Jika direnungkan lebih jauh, sesungguhnya cara seseorang menyikapi dan menghubungkan yang pribadi dan sosial itu akan menentukan siapa dirinya dan kualitas hidupnya. Orang yang mampu menemukan dan menghargai kelebihan dirinya sekaligus menerima kekurangannya akan lebih mudah menyesuaikan diri dengan tuntutan sosial di sekitarnya. Orang seperti ini akan terhindar dari rasa minder dan gengsi. Ia akan bisa menjadi dirinya sendiri. Sebaliknya, orang yang takut kekurangan dirinya diketahui orang lain, akan selalu sibuk menciptakan citra-citra positif, termasuk yang palsu. Ia mau melakukan apa pun demi tepuk tangan dan pujian orang lain.

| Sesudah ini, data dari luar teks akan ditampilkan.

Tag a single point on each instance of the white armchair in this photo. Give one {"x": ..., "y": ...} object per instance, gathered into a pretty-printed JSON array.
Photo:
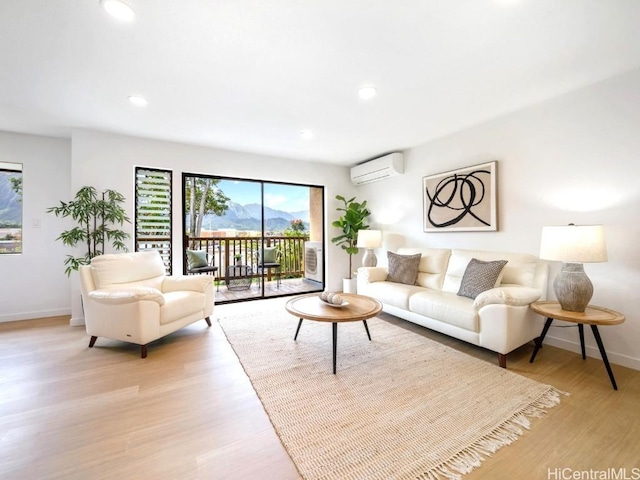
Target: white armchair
[{"x": 128, "y": 297}]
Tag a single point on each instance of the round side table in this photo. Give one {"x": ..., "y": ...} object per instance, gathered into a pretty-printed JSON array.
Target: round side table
[{"x": 592, "y": 316}]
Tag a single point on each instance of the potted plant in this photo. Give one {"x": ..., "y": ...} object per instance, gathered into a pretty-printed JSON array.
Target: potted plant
[
  {"x": 352, "y": 219},
  {"x": 97, "y": 217}
]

Dengan demikian, ada diri yang dilihat, dan ada diri yang diperlihatkan. Di era media sosial ini, yang diperlihatkan itu tidak saja dalam tampilan fisik langsung, melainkan juga dalam citra-citra berupa tulisan, foto, dan video sehingga muncullah istilah “pencitraan”. Istilah “pencitraan” selama ini cenderung dimaknai negatif, yakni kepalsuan, kepura-puraan dan kemunafikan. Sebenarnya, pencitraan tidak selalu negatif, tergantung kesesuaiannya dengan kenyataan dan dampaknya pada orang lain. Semakin jauh jarak antara citra dan kenyataan, semakin berpeluang terjadi penipuan. Sebaliknya, jika citra dan kenyataan itu dekat, maka citra itu tidak akan menipu.

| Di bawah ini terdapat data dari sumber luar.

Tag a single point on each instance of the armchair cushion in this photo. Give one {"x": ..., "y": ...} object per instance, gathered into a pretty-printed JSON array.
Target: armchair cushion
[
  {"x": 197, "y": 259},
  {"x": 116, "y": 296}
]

Karena itu, tantangan berat dalam hidup manusia adalah berusaha agar citra diri yang baik di depan publik sesuai dengan kenyataan pribadinya. Mungkin ini sebabnya, orang-orang bijak mengatakan, kita perlu mengenali diri sendiri. Bahkan, kaum Sufi mengatakan, siapa yang mengenal dirinya, akan mengenal Tuhannya. Ada ulama yang mengajarkan, setiap malam sebelum tidur, orang harus menghitung dan menilai hidupnya. Apa saja yang baik dan buruk yang telah dilakukannya. Orang sekarang menyebutnya introspeksi atau muhasabah. Inilah cara terbaik untuk mengenali kelebihan dan kekurangan diri, serta kesesuaian antara citra dan kenyataan.
Sayangnya, kita mungkin mudah lupa melakukan introspeksi karena kita terus-menerus hidup dalam lingkungan yang penuh pencitraan. Kita tidak hanya sering melihat foto-foto di baliho yang besar-besar, tetapi juga menampilkan diri kita sendiri di media sosial sebaik mungkin. Lama-lama, kita menganggap semua citra adalah kenyataan. Keduanya seolah identik. Ketika pujian datang bertubi-tubi terhadap citra yang kita tampilkan, kita merasa memang benar-benar layak untuk dipuji. Karena kita selalu terhubung dengan dunia citra-citra, terutama melalui ponsel, kita tak punya waktu lagi untuk merenung dan bertafakkur tentang diri, bahkan sebelum tidur sekali pun.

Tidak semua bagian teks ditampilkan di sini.